« Plus une découverte est originale, plus elle semble évidente par la suite. » (Arthur Koestler)

Juif hongrois de langue allemande, fils d’industriel, né à Budapest en 1905 et naturalisé britannique, Arthur Koestler fait ses études à Vienne, puis devient journaliste en Palestine. Revenu en Europe, il adhère au Parti communiste allemand, trouvant là une réponse à la menace nazie.

Il part un an en Union soviétique et participe ensuite à la guerre civile espagnole, ce qui lui vaudra d’être emprisonné et condamné à mort par les franquistes, puis échangé quelque temps plus tard contre un prisonnier espagnol par le gouvernement britannique. De cet épisode est né le texte autobiographique Un Testament espagnol (1937) qui connut un grand succès international.

Dès 1938, ayant rompu avec le Parti communiste en raison des procès de Moscou (1936-1938), Arthur Koestler combat sans relâche le régime stalinien, notamment à travers son roman majeur, Le Zéro et l’Infini publié en anglais en 1940 et traduit en français en 1945, au grand dam d’intellectuels de « gauche » comme Simone de Beauvoir.

À partir de 1940, il vit en Angleterre, où, atteint de la maladie de Parkinson et de leucémie, il se suicide avec sa troisième épouse en mars 1983.

Son œuvre de romancier, philosophe, historien et essayiste lui vaut une renommée mondiale.

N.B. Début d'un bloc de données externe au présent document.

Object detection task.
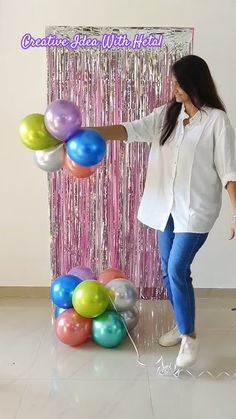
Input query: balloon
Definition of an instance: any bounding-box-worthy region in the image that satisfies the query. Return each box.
[19,113,60,150]
[44,99,82,141]
[54,306,66,319]
[72,280,109,318]
[66,129,106,167]
[65,154,99,179]
[55,308,92,346]
[34,145,65,172]
[106,279,138,311]
[50,275,81,308]
[68,266,96,280]
[98,268,126,285]
[120,306,139,331]
[92,310,126,348]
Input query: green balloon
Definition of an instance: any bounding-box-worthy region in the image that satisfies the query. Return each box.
[19,113,61,150]
[72,280,109,318]
[92,310,126,348]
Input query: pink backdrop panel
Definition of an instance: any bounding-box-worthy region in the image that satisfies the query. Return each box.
[46,26,193,299]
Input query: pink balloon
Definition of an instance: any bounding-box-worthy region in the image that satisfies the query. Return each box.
[44,99,82,141]
[55,308,92,346]
[98,268,128,285]
[67,266,96,280]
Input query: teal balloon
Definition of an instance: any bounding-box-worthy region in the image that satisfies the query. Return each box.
[92,310,126,348]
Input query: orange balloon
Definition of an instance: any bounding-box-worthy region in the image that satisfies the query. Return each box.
[64,154,100,179]
[55,308,92,346]
[97,268,127,285]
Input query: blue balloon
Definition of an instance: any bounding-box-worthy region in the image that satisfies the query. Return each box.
[92,310,126,348]
[66,129,106,167]
[50,275,82,308]
[54,306,66,319]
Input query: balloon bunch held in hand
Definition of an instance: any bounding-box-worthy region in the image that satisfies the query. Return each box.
[19,100,106,179]
[50,266,139,348]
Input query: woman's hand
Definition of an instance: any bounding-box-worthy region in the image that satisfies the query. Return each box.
[229,217,236,240]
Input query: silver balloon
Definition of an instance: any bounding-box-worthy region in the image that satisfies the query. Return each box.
[106,279,138,311]
[34,144,65,172]
[120,306,139,331]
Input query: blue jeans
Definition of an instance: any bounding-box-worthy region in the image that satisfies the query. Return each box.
[157,215,209,335]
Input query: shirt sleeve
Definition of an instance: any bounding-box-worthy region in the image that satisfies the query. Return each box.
[121,104,166,143]
[214,122,236,188]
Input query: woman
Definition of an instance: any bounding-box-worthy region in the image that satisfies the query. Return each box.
[86,55,236,368]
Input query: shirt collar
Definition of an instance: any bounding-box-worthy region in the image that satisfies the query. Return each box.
[177,103,208,124]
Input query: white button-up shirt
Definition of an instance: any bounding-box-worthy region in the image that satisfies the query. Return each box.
[121,104,236,233]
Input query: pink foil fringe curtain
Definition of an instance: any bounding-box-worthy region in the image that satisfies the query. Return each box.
[46,26,193,299]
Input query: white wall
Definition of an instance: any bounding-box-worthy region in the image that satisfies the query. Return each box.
[0,0,236,288]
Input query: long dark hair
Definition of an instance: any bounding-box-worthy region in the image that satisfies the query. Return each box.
[160,55,225,145]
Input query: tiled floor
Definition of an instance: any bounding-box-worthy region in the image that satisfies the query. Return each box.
[0,298,236,419]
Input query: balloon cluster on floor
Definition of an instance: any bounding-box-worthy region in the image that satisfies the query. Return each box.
[50,266,139,348]
[19,100,106,178]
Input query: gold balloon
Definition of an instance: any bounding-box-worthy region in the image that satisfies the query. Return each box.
[19,113,61,150]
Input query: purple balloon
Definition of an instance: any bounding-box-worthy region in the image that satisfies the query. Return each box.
[44,100,82,141]
[67,266,96,280]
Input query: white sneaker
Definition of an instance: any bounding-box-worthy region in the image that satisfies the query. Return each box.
[159,326,182,346]
[176,335,198,368]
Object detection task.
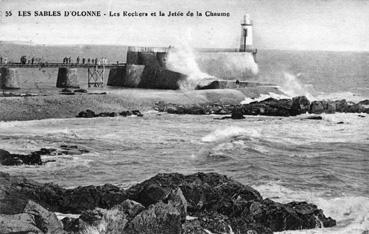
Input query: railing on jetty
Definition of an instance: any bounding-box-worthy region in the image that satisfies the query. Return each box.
[0,62,126,68]
[0,62,126,87]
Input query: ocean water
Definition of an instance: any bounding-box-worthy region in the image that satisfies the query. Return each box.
[0,111,369,233]
[0,47,369,234]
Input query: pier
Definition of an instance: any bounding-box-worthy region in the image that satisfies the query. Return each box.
[0,62,126,89]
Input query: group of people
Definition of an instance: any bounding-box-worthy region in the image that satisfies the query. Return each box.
[63,56,108,65]
[0,56,8,64]
[20,55,44,64]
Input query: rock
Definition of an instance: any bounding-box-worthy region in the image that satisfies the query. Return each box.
[127,173,261,210]
[195,78,220,90]
[0,172,127,214]
[119,111,132,117]
[62,200,145,234]
[124,201,182,234]
[0,150,42,166]
[132,110,143,117]
[309,101,324,114]
[165,188,188,223]
[345,102,365,113]
[358,99,369,106]
[61,217,90,234]
[76,110,143,118]
[231,108,245,119]
[249,199,336,232]
[291,96,310,115]
[242,98,294,116]
[0,201,63,234]
[0,172,336,233]
[23,200,63,233]
[305,115,323,120]
[0,145,89,166]
[73,89,88,93]
[76,110,97,118]
[334,99,348,112]
[97,112,118,117]
[0,213,43,234]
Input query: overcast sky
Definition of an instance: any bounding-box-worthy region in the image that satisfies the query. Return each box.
[0,0,369,51]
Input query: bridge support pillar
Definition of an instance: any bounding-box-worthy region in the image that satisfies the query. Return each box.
[0,67,20,89]
[56,67,79,88]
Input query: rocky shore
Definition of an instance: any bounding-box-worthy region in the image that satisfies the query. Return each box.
[154,96,369,119]
[0,172,336,234]
[0,145,89,166]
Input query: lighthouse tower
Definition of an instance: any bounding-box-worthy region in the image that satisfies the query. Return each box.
[240,14,254,52]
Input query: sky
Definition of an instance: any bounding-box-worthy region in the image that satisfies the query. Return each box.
[0,0,369,51]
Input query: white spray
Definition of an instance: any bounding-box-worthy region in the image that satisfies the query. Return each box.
[167,42,215,89]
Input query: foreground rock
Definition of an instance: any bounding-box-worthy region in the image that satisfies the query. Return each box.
[154,96,369,116]
[0,145,89,166]
[0,173,336,234]
[0,201,64,234]
[76,109,143,118]
[0,172,127,214]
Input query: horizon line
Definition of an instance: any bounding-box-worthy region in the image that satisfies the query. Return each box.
[0,40,369,53]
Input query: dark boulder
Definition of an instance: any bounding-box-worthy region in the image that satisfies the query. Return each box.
[249,199,336,232]
[0,149,42,166]
[334,99,348,112]
[132,110,143,117]
[305,115,323,120]
[76,110,97,118]
[291,96,310,115]
[231,108,245,119]
[127,173,261,210]
[358,99,369,106]
[97,112,118,117]
[242,98,293,116]
[124,201,182,234]
[0,172,127,214]
[309,101,324,114]
[62,200,145,234]
[0,201,63,234]
[195,78,220,89]
[73,89,88,93]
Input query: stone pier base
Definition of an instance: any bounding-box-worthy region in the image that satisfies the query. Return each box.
[56,67,79,88]
[0,67,20,89]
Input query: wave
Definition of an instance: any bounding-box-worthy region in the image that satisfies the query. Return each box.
[201,126,260,142]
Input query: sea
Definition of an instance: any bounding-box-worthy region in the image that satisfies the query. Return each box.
[0,44,369,234]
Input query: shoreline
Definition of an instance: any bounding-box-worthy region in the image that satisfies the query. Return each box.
[0,172,336,234]
[0,87,279,121]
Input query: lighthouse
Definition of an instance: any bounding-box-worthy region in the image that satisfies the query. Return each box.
[240,14,254,52]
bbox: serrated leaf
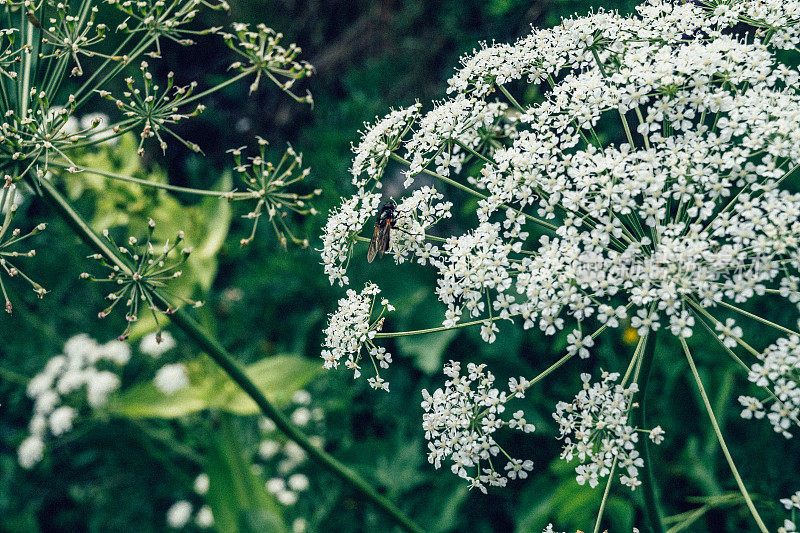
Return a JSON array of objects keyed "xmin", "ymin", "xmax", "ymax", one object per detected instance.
[
  {"xmin": 212, "ymin": 355, "xmax": 322, "ymax": 415},
  {"xmin": 107, "ymin": 355, "xmax": 322, "ymax": 418},
  {"xmin": 206, "ymin": 415, "xmax": 288, "ymax": 533}
]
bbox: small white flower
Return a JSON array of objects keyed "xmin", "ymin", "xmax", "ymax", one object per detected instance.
[
  {"xmin": 139, "ymin": 331, "xmax": 175, "ymax": 358},
  {"xmin": 47, "ymin": 405, "xmax": 77, "ymax": 437},
  {"xmin": 194, "ymin": 505, "xmax": 214, "ymax": 529},
  {"xmin": 275, "ymin": 490, "xmax": 297, "ymax": 507},
  {"xmin": 194, "ymin": 472, "xmax": 211, "ymax": 496},
  {"xmin": 286, "ymin": 474, "xmax": 309, "ymax": 492},
  {"xmin": 17, "ymin": 435, "xmax": 44, "ymax": 469},
  {"xmin": 258, "ymin": 440, "xmax": 281, "ymax": 461},
  {"xmin": 650, "ymin": 426, "xmax": 664, "ymax": 444},
  {"xmin": 781, "ymin": 490, "xmax": 800, "ymax": 511},
  {"xmin": 422, "ymin": 361, "xmax": 533, "ymax": 492},
  {"xmin": 167, "ymin": 500, "xmax": 192, "ymax": 529}
]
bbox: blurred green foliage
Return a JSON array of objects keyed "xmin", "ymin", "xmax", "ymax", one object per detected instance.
[{"xmin": 0, "ymin": 0, "xmax": 800, "ymax": 532}]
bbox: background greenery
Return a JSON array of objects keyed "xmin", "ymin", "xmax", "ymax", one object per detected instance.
[{"xmin": 0, "ymin": 0, "xmax": 800, "ymax": 532}]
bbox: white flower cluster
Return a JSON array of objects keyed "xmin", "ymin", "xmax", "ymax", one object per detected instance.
[
  {"xmin": 389, "ymin": 186, "xmax": 453, "ymax": 265},
  {"xmin": 258, "ymin": 389, "xmax": 325, "ymax": 507},
  {"xmin": 739, "ymin": 335, "xmax": 800, "ymax": 439},
  {"xmin": 350, "ymin": 103, "xmax": 422, "ymax": 189},
  {"xmin": 422, "ymin": 361, "xmax": 535, "ymax": 493},
  {"xmin": 17, "ymin": 333, "xmax": 131, "ymax": 468},
  {"xmin": 320, "ymin": 189, "xmax": 381, "ymax": 286},
  {"xmin": 405, "ymin": 97, "xmax": 513, "ymax": 179},
  {"xmin": 553, "ymin": 372, "xmax": 664, "ymax": 490},
  {"xmin": 323, "ymin": 0, "xmax": 800, "ymax": 350},
  {"xmin": 323, "ymin": 0, "xmax": 800, "ymax": 489},
  {"xmin": 17, "ymin": 332, "xmax": 180, "ymax": 468},
  {"xmin": 321, "ymin": 283, "xmax": 394, "ymax": 392}
]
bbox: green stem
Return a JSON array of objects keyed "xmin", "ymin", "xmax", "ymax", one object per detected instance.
[
  {"xmin": 390, "ymin": 152, "xmax": 558, "ymax": 231},
  {"xmin": 594, "ymin": 457, "xmax": 617, "ymax": 533},
  {"xmin": 41, "ymin": 176, "xmax": 423, "ymax": 533},
  {"xmin": 639, "ymin": 332, "xmax": 664, "ymax": 533},
  {"xmin": 48, "ymin": 161, "xmax": 255, "ymax": 200},
  {"xmin": 680, "ymin": 337, "xmax": 767, "ymax": 533}
]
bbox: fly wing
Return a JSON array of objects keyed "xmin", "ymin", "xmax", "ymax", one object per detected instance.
[
  {"xmin": 367, "ymin": 222, "xmax": 383, "ymax": 263},
  {"xmin": 378, "ymin": 219, "xmax": 392, "ymax": 257}
]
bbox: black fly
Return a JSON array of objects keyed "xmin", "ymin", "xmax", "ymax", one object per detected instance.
[{"xmin": 367, "ymin": 200, "xmax": 397, "ymax": 263}]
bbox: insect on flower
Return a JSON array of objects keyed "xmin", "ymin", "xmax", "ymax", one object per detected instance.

Dans la remarquable collection « Le goût des idées » qu’il dirige aux Éditions Les Belles Lettres à Paris, Jean-Claude Zylberstein a fait paraître récemment deux essais scientifiques d’Arthur Koestler, qui se lisent l’un comme un roman policier et l’autre comme un récit de science-fiction.

Le premier s’intitule L’étreinte du crapaud et voici la présentation qu’en donne l’éditeur :

« Le 26 septembre 1926, un biologiste autrichien nommé Paul Kammerer se tua d’un coup de revolver. Dans les milieux scientifiques, on considéra ce suicide comme le dénouement d’une bataille tantôt obscure, tantôt scandaleuse, autour des doctrines fondamentales de l’évolution.

Aux disciples de Lamarck, apôtres de l’hérédité des caractères acquis, les expériences de Kammerer menées pendant plus de quinze ans sur des générations d’amphibiens tels que la salamandre et le fameux crapaud accoucheur, apportaient des arguments apparemment décisifs.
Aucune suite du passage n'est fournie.